Fifty-Six also has a commendable restuarant named Cody's, commendable because Tyson had no influence over the fresh-killed chicken dinner I ordered, commendable also because the meal was not only delicious but less than $6. (Per capita income in this area doesn't reach $20K.)
A storm was brewing when I entered the lobby of the Blanchard Caverns manned by the U.S. Dept. of Agriculture/Forest Service/Southern Region. I was told that this agency was given precedence in maintaining the cave over the National Park Service because they were already in charge of the land above it. Other agencies that might be interested in cave management include the Bureau of Land Management, the EPA, the U.S. Fish and Wildlife Service, the USGS and the National Cave and Karst Research Institute. Are you thinking government is way fatter than the lady who took up a seat and a half next to you on your last plane trip?

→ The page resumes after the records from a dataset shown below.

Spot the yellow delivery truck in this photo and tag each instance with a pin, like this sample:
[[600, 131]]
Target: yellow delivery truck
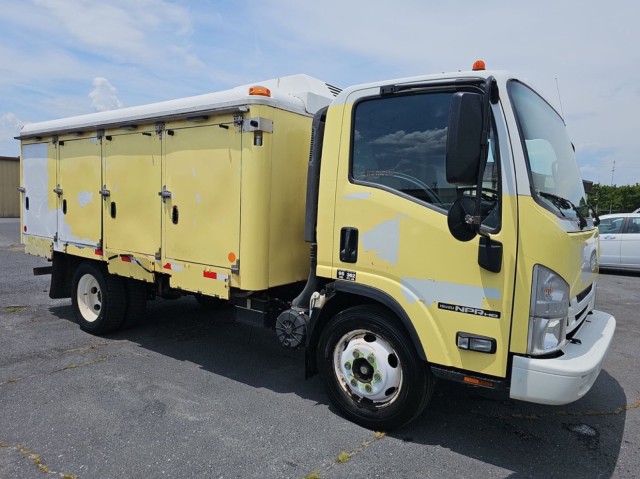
[[400, 231]]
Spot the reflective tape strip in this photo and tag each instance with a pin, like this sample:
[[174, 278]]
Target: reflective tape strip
[[214, 275], [173, 267]]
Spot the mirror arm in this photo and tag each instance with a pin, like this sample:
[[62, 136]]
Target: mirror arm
[[487, 100]]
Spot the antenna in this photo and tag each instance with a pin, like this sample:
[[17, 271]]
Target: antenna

With lightning and thunder crashing all around and the power somewhat intermittent, I and a group of visitors entered the elevator that took us to an air lock before entering the cave. A Forest Service guide had explained that no one should be in our party who had visited a cave in the last 10 years to avoid contamination of the bat population. White Nose Syndrome was the cause for closing many caves in the Ozarks, including in Missouri known as the Cave State (with about 6,000 caves). However, Blanchard Caverns remained open. And, yes, the power remained on during the elevator ride.
I chose a tour of the Dripstone Trail, about a half mile trek without steps through areas filled with a large variety of crystalline formations, sparkling flowstone, towering columns and delicate soda straws. (I was told the other tour took visitors to a newer part of the cave and consequently less exciting to a non-geologist such as myself. At one point during the tour our guide pointed up and said the material there was chert, something Joplinites think they have a monopoly of. He called the chert "Arkansas flint," but I suspect discovery of it isn't exciting unless found shaped as an arrowhead.
I took quite a few photos of the cave which I discovered brought to mind some of the paintings created by my friend Adele Thompson. The random colors, textures and shapes were quite exciting and took the imagination on a fanciful trip.
Moving on to Mountain View, Arkansas, I never did discover why it is called the "Folk Music Capital of the World." The weather was still rainy, not appropriate for sensitive musical instruments. And it became Monday, a day when the Ozark Folk Center only provided an open crafts store. Oh well, I'll save the destination for another day.....but eventually I will tell you about my stay at the Inn at Mountain View.